Aufgrund Ihrer Angaben und unter Berücksichtigung des Einsatzes beantworte ich Ihre Frage wie folgt:

Zwar besteht formal die Möglichkeit, gegen den Bescheid des Landratsamtes noch binnen der Ein-Monats-Frist Klage einzureichen, jedoch hat diese nach den bisherigen Angaben keine Aussicht auf Erfolg.

Vorliegender Bescheid des Landratsamtes scheint inhaltlich nicht fehlerhaft zu sein. Sofern der Zulassungsstelle zum Zeitpunkt des Bescheides keine gültige Versicherungsbestätigung vorlag, gab es aus Sicht der Behörde keinen Versicherungsschutz, so dass diese hier handeln musste.

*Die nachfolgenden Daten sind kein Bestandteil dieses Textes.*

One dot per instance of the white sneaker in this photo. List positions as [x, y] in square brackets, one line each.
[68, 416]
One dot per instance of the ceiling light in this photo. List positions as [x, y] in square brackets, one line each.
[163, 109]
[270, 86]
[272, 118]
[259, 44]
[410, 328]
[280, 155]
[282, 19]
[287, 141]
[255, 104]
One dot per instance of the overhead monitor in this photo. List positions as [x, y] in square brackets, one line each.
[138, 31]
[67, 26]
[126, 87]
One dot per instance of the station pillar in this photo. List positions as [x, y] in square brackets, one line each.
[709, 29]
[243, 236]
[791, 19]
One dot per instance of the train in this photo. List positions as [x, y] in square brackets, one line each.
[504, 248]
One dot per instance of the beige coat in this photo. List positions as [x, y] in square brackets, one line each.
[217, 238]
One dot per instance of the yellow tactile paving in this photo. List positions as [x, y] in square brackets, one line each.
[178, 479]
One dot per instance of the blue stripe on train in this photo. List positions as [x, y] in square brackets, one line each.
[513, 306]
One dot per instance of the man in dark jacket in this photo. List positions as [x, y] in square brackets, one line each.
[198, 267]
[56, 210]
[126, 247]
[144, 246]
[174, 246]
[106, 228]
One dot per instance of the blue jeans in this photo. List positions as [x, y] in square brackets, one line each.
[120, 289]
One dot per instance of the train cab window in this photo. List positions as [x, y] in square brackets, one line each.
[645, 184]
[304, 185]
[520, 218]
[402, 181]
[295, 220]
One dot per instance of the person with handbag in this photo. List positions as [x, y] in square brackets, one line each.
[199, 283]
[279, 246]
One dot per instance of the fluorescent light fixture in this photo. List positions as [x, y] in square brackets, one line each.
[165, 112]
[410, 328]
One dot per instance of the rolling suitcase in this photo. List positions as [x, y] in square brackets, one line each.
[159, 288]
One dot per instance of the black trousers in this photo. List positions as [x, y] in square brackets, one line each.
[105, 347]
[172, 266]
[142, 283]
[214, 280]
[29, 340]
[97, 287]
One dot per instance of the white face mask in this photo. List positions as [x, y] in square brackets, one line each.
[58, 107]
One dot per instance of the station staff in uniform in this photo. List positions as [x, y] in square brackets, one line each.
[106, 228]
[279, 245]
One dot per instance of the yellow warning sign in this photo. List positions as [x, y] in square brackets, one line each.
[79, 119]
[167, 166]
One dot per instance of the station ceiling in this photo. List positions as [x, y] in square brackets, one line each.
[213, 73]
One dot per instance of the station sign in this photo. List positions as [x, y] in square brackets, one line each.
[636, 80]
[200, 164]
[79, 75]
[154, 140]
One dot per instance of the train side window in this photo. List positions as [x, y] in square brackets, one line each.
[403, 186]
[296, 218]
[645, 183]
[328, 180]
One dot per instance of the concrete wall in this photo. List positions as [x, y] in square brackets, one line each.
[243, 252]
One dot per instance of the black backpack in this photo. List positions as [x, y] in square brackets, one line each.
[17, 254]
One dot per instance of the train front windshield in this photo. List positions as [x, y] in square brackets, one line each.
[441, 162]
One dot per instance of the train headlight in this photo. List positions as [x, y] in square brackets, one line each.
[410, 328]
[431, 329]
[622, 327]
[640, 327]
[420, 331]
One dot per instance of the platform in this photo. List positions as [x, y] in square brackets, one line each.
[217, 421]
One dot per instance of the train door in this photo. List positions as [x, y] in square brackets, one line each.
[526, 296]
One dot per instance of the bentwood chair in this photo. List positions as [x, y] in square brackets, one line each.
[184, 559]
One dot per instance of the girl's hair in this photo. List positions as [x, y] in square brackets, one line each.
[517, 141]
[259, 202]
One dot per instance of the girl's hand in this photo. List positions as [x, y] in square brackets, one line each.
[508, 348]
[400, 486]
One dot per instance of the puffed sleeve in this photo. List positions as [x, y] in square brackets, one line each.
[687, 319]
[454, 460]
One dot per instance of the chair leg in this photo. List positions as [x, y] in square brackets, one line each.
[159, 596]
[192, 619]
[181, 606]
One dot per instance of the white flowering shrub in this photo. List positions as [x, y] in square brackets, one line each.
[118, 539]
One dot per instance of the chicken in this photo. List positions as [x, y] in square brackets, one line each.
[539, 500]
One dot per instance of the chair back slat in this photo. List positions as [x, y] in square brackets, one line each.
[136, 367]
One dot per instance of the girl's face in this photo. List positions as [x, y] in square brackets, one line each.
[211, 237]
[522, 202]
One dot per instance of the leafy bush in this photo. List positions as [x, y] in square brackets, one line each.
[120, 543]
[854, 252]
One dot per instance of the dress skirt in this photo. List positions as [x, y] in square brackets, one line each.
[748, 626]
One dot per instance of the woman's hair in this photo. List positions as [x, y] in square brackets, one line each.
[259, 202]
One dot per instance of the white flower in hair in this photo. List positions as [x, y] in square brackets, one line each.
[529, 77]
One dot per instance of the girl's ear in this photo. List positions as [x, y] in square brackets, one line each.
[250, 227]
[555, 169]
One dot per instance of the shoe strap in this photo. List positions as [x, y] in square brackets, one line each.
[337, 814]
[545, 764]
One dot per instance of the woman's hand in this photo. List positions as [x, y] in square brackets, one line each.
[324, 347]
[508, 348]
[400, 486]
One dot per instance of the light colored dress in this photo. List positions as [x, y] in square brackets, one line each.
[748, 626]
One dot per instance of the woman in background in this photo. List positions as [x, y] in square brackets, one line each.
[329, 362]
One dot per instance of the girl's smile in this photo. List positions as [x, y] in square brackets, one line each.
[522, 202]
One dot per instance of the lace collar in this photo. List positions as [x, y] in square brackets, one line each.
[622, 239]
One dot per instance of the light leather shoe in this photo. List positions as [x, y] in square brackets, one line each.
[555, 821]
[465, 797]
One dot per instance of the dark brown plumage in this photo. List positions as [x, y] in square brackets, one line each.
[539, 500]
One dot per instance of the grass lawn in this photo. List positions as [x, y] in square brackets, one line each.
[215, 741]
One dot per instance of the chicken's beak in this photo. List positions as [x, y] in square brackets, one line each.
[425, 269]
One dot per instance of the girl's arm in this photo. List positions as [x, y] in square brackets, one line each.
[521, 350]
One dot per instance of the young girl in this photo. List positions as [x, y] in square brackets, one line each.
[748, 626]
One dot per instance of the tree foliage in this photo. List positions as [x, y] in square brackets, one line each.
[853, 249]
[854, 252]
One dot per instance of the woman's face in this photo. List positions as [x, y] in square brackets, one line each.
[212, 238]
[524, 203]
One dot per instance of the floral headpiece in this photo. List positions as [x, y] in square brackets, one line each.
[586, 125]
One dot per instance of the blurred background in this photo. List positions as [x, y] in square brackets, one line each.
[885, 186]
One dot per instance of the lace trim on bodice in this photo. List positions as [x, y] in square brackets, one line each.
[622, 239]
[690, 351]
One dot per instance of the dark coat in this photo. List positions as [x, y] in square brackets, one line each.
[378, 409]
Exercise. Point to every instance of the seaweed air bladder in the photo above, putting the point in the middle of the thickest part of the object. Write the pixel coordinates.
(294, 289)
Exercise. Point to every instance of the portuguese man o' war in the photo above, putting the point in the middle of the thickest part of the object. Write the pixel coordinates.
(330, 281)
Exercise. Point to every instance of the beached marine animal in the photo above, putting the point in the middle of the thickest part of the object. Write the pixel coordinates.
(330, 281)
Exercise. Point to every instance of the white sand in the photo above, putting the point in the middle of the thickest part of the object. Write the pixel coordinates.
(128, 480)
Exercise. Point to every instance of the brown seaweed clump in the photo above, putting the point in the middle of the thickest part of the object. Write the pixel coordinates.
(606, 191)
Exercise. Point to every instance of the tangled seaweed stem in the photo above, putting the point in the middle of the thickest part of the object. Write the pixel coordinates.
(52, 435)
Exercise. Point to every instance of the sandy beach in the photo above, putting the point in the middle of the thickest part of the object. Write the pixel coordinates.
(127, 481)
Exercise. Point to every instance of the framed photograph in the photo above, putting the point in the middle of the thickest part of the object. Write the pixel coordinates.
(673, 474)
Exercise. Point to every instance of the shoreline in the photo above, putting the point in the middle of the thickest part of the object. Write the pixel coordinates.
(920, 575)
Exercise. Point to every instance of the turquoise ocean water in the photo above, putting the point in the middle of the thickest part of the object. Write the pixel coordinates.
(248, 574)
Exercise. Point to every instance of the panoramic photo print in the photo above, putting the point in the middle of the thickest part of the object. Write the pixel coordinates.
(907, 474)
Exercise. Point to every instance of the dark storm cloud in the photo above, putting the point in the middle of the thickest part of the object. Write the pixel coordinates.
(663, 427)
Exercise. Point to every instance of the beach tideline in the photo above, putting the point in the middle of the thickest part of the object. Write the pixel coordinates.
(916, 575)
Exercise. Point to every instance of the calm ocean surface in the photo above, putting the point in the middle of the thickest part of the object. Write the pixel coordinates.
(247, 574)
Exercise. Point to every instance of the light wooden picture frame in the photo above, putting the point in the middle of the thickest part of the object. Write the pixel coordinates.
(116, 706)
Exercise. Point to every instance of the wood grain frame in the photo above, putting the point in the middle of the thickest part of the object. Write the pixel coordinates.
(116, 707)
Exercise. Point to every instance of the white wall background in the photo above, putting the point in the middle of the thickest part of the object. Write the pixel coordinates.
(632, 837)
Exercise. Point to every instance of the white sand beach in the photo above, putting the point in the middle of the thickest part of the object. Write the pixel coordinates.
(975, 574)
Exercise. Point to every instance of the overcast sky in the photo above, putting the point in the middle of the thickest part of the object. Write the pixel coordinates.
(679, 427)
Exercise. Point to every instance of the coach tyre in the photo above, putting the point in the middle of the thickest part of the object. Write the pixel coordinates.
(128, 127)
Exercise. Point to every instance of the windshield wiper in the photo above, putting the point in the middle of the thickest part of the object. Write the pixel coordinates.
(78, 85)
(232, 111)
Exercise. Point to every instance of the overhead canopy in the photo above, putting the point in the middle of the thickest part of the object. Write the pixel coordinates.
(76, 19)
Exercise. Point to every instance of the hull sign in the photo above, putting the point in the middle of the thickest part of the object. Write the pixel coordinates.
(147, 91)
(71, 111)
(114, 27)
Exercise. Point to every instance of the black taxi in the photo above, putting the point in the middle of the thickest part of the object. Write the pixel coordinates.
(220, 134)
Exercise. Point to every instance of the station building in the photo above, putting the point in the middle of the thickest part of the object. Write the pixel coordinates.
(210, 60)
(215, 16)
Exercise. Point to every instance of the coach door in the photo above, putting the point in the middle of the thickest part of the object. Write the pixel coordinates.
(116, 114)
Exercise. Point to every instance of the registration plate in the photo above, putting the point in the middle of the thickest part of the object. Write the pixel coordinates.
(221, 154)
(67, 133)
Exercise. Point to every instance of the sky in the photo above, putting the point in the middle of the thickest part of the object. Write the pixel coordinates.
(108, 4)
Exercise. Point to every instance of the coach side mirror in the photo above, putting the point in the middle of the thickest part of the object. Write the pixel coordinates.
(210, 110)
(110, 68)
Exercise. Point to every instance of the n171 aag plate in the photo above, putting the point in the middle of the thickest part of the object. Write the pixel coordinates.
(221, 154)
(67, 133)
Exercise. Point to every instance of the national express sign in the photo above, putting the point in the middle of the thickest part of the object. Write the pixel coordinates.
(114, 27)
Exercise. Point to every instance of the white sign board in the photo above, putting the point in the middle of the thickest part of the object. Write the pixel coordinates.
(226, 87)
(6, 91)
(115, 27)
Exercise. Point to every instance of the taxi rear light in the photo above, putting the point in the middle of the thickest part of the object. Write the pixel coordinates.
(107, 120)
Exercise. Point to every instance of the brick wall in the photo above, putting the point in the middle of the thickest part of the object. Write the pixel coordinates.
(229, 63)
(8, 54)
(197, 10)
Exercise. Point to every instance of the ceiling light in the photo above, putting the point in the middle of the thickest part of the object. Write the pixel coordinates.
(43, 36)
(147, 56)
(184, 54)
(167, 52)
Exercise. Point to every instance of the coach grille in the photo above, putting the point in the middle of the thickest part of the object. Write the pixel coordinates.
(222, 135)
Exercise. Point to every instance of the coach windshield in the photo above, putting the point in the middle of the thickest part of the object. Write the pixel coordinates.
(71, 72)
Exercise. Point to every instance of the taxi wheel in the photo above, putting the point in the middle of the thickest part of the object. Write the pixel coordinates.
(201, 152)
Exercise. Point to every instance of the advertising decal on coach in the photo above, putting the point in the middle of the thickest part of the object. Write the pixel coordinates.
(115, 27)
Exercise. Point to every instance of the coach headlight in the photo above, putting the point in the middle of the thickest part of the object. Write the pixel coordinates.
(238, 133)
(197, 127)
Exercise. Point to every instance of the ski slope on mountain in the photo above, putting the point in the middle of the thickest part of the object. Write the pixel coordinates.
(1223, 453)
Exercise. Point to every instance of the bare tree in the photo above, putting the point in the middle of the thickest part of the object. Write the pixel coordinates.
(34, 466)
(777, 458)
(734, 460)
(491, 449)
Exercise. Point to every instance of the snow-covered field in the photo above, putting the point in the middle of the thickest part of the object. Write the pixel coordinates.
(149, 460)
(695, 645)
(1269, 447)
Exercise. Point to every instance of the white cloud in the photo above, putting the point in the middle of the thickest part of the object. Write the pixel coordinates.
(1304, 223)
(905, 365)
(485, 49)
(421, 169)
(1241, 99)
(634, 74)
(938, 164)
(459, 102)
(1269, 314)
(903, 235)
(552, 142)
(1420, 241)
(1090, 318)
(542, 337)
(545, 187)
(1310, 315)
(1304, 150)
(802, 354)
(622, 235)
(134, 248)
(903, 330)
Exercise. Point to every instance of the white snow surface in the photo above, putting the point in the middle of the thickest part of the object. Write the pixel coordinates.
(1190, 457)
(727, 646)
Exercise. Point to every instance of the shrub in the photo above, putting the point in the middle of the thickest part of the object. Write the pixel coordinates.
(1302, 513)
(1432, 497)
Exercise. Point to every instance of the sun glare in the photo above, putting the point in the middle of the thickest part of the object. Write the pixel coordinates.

Ihre alte Versicherung war verpflichtet, die Zulassungsstelle über die Beendigung des Versicherungsschutzes zu informieren. Hiernach hätte es Ihnen oblegen, der Zulassungsstelle die neue Versicherung in Form einer Versicherungsbestätigung nachzuweisen. Dieses scheint jedoch offensichtlich versäumt worden zu sein. Zu prüfen bleibt, wer schlussendlich hierfür die Schuld trägt.

Entweder wurde Ihnen nämlich eine Versicherungsbestätigung ausgehändigt oder es erfolgte der Hinweis dass diese an die zuständige Zulassungsstelle versandt wird. Wurde die Doppelkarte an Sie ausgehändigt, hätten Sie diese umgehend der Zulassungsstelle zukommen lassen müssen. Dann läge das Verschulden bei Ihnen und Sie müssten auch für die Gebühren des Bescheids aufkommen. Sofern jedoch das Übersenden seitens der Versicherung trotz Ankündigung versäumt wurde, haben Sie einen Schadensersatzanspruch in Höhe der Gebühren gegen Ihre neue Versicherung.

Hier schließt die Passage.